A nucleic acid-based magnetic potentiometric aptasensing platform for indirect detection of prostate-specific antigen with catalytic hairpin assembly

Abstract

In this work, a new nucleic acid-based magnetic potentiometric aptasensing platform was designed for in situ amplified measurement of prostate-specific antigen (PSA) with the catalytic hairpin assembly (CHA). The nucleic acid biosensor was constructed by immobilizing thiolated hairpin DNA1 (HP1) on a screen-printed gold electrode (SPGE). PSA-specific aptamers were conjugated onto magnetic beads through the avidin–biotin reaction, followed by hybridization with partially complementary DNA (cDNA). Introduction of target PSA could cause the detachment of cDNA from magnetic beads because of the PSA–aptamer reaction. The detached cDNA opened the immobilized HP1 on the SPGE to induce the catalytic hairpin assembly between HP1 and hairpin DNA2 (HP2), thereby resulting in the recycling of cDNA for repeated utilization.
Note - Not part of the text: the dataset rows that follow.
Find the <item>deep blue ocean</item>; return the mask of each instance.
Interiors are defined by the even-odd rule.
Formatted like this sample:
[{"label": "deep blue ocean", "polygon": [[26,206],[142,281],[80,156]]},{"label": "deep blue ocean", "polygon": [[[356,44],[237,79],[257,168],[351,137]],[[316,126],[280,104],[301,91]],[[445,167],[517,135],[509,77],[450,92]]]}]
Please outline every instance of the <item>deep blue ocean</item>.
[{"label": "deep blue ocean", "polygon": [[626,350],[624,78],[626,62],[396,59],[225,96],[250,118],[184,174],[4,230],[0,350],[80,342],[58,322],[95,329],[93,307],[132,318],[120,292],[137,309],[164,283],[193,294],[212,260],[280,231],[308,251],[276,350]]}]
In this case, numerous HP1 and HP2 probes were opened to form many double-stranded DNA molecules on the electrode. Relative to the HP1-modified SPGE, the electric potential was shifted before and after hybridization with HP2. Under optimum conditions, the potential shift was proportional to the PSA concentration within the dynamic range of 0.01–30 ng mL⁻¹, and the limit of detection was estimated to be 9.3 pg mL⁻¹ PSA. The reproducibility with the inter-assay and intro-assay was below 10.58% (RSD). Good specificity and long-term stability were acquired for PSA measurement. Importantly, the method accuracy of nucleic acid-based magnetic potentiometric aptasensing was acceptable for analysis of human serum samples in comparison with that of reference human PSA ELISA kits.